Transient simulations and theoretical modeling of near-junction heat conduction in GaN-on-diamond HEMT

Under high-power working conditions, accurate predictions of the maximum temperature and thermal resistance distribution in devices during transient states are essential for monitoring the health status of the devices. In this work, the heat conduction characteristics of GaN-on-diamond high electron mobility transistors (HEMTs) near the junction region under transient conditions with thermal impedance are systematically investigated with the aid of finite element simulations and thermal impedance analyses. The effects of pulse characteristics, thermal properties of different layers on the maximum temperature and thermal resistance of the device are discussed specifically. The results show that pulse characteristics have a significant effect on the maximum temperature of the device. The shorter the pulse switching time is, the higher the maximum temperature will be. Regarding the effects of the thickness of the GaN layer, the maximum temperature initially decreases and then increases, with the lowest maximum temperature observed at 1.7 mu m. As the TBR increases uniformly from 10 to 40 m2K/GW, the temperature increases by approximately 4 % per 10 m2K/GW. The analyses on the thermal resistance show that the GaN layer occupies the largest proportion of thermal resistance, while the diamond substrate occupies the smallest.
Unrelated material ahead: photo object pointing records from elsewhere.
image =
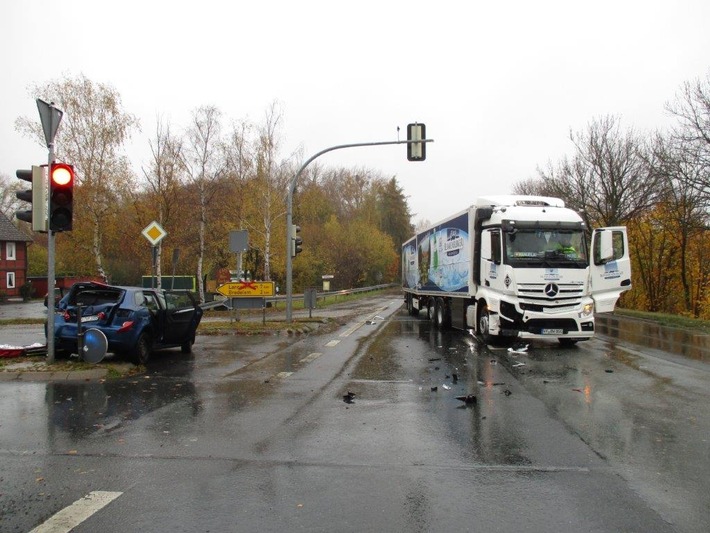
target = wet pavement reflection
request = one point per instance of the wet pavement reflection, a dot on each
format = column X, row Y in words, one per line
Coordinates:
column 650, row 335
column 549, row 425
The optimal substrate thickness is obtained by analyzing the thermal penetration depth in the substrate for working conditions with various pulse widths. For diamond substrate, the optimal thickness at a pulse width of 5 mu s is about 25 mu m, and increases as the increase in pulse width. At the end, a modified Cauer RC model is proposed for predicting the transient maximum temperature based on heat spreading analysis. The difference between the maximum temperatures predicted by the model and the finite element simulations is within 8 %.